My father loved cameras and taking photographs. When I was a child in the late 1950s and early 1960s, he had a Rolleiflex and a Leica. He eventually sold the Leica to send us to school, which shows how much they cost. But I think my sisters had the camera I love most: the Box Brownie.

The original Brownie was designed by Frank A. Brownell for Eastman Kodak in 1900. It is a beautifully simple object, with everything you need and nothing you don’t. It’s just a box with a hole in the front. That made it approachable, usable and appealing to everyone. It was taken to children’s birthday parties, it was taken to war and it showed that you don’t need a complicated camera to take a great picture. As a design that had a democratising effect on photography, it is a direct ancestor of the iPhone.

I’ve always liked to have clarity in my work, stripping things down so that they cannot be improved by adding or taking away. When I’m designing a room, I have a set of tools to play with: light, materials, scale and proportion. The Box Brownie looks to me like the perfect room seen from the outside, its apertures the only windows you would need. That’s why I like agricultural barns – because they’re not big on windows. I love a wall.

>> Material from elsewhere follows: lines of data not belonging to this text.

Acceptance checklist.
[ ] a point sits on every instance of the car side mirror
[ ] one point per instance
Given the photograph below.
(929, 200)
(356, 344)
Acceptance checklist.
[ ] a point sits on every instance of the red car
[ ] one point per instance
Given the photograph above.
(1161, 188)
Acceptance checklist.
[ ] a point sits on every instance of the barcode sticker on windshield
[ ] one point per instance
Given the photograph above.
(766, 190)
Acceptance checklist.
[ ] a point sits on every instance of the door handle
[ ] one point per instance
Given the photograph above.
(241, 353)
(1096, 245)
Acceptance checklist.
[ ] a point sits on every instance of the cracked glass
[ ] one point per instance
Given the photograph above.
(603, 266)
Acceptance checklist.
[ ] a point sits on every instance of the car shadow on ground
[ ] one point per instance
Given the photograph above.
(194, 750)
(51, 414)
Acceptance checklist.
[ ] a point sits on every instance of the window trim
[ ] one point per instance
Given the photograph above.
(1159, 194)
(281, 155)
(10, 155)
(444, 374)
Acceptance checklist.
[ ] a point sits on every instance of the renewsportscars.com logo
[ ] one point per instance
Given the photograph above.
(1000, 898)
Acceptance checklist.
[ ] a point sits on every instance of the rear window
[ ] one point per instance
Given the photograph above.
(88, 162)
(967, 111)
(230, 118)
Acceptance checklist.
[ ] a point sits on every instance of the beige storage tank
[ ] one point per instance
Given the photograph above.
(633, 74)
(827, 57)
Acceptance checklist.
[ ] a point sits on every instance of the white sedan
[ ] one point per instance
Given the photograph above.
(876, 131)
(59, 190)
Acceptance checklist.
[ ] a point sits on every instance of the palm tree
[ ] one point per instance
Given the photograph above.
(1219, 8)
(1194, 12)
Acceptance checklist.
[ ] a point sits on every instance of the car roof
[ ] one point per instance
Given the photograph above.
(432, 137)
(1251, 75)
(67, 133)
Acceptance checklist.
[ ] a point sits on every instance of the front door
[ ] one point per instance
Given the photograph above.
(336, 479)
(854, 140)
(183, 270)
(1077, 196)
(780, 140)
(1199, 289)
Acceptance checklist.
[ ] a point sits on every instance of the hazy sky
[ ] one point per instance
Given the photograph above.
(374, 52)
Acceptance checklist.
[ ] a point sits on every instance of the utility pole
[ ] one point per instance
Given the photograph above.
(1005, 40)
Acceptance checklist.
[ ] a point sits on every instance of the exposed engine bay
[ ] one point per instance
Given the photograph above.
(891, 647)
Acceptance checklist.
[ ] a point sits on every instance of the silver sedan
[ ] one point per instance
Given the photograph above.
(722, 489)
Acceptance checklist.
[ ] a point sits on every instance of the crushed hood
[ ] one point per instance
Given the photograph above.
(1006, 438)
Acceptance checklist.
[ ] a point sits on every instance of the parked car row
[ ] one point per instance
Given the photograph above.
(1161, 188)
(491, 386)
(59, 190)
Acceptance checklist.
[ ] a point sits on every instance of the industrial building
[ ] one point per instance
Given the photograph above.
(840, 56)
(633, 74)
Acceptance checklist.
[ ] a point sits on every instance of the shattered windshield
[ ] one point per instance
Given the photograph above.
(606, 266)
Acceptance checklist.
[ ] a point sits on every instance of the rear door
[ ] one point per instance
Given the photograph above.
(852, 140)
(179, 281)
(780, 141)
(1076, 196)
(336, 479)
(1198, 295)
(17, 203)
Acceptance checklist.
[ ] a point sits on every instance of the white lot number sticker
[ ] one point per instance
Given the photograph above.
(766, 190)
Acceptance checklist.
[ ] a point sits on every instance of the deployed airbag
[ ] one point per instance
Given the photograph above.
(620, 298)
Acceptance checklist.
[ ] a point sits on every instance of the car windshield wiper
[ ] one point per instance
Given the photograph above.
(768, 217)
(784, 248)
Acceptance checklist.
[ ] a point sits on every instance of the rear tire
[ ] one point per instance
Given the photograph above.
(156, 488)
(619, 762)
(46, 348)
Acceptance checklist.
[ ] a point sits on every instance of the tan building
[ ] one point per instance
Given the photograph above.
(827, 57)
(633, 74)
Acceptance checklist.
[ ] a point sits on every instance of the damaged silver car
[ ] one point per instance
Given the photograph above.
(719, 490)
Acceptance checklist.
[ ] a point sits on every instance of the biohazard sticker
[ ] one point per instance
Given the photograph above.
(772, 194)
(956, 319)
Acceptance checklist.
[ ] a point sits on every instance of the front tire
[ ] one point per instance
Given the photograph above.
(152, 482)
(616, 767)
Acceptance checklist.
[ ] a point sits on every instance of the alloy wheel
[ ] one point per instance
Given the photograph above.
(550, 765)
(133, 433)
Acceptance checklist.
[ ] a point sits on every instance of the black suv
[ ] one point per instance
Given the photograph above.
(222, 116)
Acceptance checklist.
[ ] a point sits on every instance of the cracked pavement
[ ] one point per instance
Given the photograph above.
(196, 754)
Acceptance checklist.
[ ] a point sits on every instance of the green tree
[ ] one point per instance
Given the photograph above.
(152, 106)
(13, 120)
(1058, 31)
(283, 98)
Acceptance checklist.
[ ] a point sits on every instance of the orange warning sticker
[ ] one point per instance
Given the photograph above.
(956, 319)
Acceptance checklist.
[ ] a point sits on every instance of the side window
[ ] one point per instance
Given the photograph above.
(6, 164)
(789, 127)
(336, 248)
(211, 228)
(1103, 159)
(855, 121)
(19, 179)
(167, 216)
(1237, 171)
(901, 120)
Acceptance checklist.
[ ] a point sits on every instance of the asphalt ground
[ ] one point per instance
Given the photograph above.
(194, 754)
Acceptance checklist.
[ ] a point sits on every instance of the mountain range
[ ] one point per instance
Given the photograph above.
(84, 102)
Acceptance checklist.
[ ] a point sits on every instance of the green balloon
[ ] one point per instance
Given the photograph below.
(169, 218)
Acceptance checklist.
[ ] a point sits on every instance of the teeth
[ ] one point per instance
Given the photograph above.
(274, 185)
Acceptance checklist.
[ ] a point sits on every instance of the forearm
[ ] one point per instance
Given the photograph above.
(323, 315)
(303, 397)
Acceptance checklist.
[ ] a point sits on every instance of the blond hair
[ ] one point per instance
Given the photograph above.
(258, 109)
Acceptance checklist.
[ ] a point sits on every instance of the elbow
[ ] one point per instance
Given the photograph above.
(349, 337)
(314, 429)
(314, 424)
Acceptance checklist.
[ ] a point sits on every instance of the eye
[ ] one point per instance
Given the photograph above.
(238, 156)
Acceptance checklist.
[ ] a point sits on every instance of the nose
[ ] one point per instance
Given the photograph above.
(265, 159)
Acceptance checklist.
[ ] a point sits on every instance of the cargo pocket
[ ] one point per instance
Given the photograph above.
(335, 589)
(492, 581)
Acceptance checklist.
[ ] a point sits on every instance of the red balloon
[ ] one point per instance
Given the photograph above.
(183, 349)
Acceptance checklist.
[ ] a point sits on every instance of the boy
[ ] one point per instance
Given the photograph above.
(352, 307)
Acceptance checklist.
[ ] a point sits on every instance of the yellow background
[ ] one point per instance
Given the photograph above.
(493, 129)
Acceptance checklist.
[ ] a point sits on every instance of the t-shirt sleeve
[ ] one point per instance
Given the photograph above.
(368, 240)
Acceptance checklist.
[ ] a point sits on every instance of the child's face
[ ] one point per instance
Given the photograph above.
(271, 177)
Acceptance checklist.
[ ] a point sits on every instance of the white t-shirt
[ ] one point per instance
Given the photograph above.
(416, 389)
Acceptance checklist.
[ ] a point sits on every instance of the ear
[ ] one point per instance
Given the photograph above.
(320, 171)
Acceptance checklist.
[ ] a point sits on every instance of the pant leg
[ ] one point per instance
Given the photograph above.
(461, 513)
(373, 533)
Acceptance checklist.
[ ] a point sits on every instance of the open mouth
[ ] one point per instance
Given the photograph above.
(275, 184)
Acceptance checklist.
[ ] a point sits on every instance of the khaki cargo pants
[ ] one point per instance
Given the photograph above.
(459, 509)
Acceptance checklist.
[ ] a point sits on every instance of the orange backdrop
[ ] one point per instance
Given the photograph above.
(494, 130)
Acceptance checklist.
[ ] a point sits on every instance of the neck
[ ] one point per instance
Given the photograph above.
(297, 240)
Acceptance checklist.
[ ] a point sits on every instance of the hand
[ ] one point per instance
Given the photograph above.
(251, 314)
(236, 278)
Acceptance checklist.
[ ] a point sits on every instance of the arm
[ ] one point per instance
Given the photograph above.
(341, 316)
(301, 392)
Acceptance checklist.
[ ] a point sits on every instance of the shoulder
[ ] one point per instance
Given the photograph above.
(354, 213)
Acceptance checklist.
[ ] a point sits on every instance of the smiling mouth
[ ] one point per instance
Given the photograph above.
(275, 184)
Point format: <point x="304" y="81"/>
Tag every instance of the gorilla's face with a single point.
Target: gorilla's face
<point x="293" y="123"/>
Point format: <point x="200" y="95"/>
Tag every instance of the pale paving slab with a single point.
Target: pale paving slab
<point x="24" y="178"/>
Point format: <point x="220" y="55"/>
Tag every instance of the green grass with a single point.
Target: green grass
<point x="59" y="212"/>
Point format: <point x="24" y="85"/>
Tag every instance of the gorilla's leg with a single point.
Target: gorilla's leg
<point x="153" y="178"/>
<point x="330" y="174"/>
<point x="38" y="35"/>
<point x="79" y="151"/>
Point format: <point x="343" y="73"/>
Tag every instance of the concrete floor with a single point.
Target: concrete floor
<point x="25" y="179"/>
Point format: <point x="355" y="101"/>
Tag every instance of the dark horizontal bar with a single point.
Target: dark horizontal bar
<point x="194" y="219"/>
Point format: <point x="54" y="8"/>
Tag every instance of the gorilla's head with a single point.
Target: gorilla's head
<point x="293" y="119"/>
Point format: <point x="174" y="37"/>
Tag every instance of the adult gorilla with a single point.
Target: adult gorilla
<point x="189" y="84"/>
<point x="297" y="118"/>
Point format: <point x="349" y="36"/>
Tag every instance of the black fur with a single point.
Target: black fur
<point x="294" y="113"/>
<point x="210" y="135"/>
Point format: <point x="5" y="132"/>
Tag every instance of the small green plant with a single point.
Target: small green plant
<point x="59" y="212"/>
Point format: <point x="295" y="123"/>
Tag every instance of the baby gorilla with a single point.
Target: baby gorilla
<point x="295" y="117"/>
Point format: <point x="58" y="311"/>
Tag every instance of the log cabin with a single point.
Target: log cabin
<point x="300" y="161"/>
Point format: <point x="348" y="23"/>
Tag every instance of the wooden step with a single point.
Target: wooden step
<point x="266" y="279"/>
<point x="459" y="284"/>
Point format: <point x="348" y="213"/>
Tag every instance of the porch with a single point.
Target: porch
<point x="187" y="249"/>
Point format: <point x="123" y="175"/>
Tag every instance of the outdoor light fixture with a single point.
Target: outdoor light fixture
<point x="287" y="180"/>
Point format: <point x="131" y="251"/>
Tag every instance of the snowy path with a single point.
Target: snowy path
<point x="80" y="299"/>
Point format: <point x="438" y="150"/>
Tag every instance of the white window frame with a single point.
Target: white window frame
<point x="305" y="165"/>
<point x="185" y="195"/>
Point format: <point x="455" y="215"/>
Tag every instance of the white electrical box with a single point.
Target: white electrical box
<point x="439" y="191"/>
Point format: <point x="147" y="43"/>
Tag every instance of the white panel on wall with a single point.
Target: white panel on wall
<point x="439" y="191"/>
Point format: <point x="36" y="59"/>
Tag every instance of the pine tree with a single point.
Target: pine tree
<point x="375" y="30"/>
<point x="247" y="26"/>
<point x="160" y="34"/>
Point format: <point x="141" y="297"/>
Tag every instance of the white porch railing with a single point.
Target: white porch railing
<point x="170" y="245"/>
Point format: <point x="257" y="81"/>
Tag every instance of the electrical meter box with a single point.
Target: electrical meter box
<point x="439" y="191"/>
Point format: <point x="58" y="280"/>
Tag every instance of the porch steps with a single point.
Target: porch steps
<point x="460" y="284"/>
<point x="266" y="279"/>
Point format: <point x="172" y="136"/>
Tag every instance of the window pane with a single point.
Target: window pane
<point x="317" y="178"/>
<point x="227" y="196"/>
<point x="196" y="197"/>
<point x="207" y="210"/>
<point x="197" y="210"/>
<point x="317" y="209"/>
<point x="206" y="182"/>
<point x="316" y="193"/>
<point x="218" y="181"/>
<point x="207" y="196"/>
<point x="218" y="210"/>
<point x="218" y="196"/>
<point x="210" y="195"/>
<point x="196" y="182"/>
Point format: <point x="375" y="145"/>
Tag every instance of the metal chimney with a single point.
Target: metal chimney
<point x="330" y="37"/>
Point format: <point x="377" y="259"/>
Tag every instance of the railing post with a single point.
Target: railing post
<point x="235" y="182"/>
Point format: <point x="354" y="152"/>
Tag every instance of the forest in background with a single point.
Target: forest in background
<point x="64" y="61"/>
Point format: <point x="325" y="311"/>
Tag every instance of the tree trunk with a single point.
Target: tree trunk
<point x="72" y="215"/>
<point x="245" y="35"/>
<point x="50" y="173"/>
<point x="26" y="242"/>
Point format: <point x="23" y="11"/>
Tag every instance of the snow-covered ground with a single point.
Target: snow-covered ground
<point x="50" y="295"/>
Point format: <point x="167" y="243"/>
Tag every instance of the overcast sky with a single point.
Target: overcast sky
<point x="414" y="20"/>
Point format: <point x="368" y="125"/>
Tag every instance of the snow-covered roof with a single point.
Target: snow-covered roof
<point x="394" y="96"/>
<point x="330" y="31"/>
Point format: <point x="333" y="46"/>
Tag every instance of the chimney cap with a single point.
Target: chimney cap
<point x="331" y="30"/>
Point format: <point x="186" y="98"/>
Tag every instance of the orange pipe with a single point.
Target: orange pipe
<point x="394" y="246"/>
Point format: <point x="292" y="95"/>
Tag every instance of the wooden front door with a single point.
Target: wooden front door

Photography is also important to my work. I take photographs the way other people write journals or keep sketchbooks, and since last April I’ve been posting an image to Instagram every day. I have a vast archive of images which I regard as an invaluable design tool. You never know when a picture of a particular concrete texture on a building in Sweden might be just what you need to convey an idea to a client or colleague.

John Pawson ’s work as an architect and designer ranges from houses and museums to yacht interiors and ballet sets. He was talking to Simon Willis

Once, I even sent a camera to a client for whom I’d designed a house in Tokyo and asked her to keep a visual diary of her home. For a number of months, she sent me one photograph a day of whatever caught her attention in the building. It was fascinating to see the space from her point of view. Another, whose apartment in New York overlooks the Hudson, did the same. It’s a way of understanding the implications of every design decision.

A few years ago I was asked to make a temporary work for St Paul’s Cathedral. I designed an optical device to sit at the foot of Christopher Wren’s spiral staircase, the Geometric Stair, built in 1705. The piece I made incorporated the largest concave meniscus lens ever made by Swarovski, and allowed visitors to see Wren’s structure in much more detail than with the naked eye. It was, like the Box Brownie, a way of enriching the experience of looking.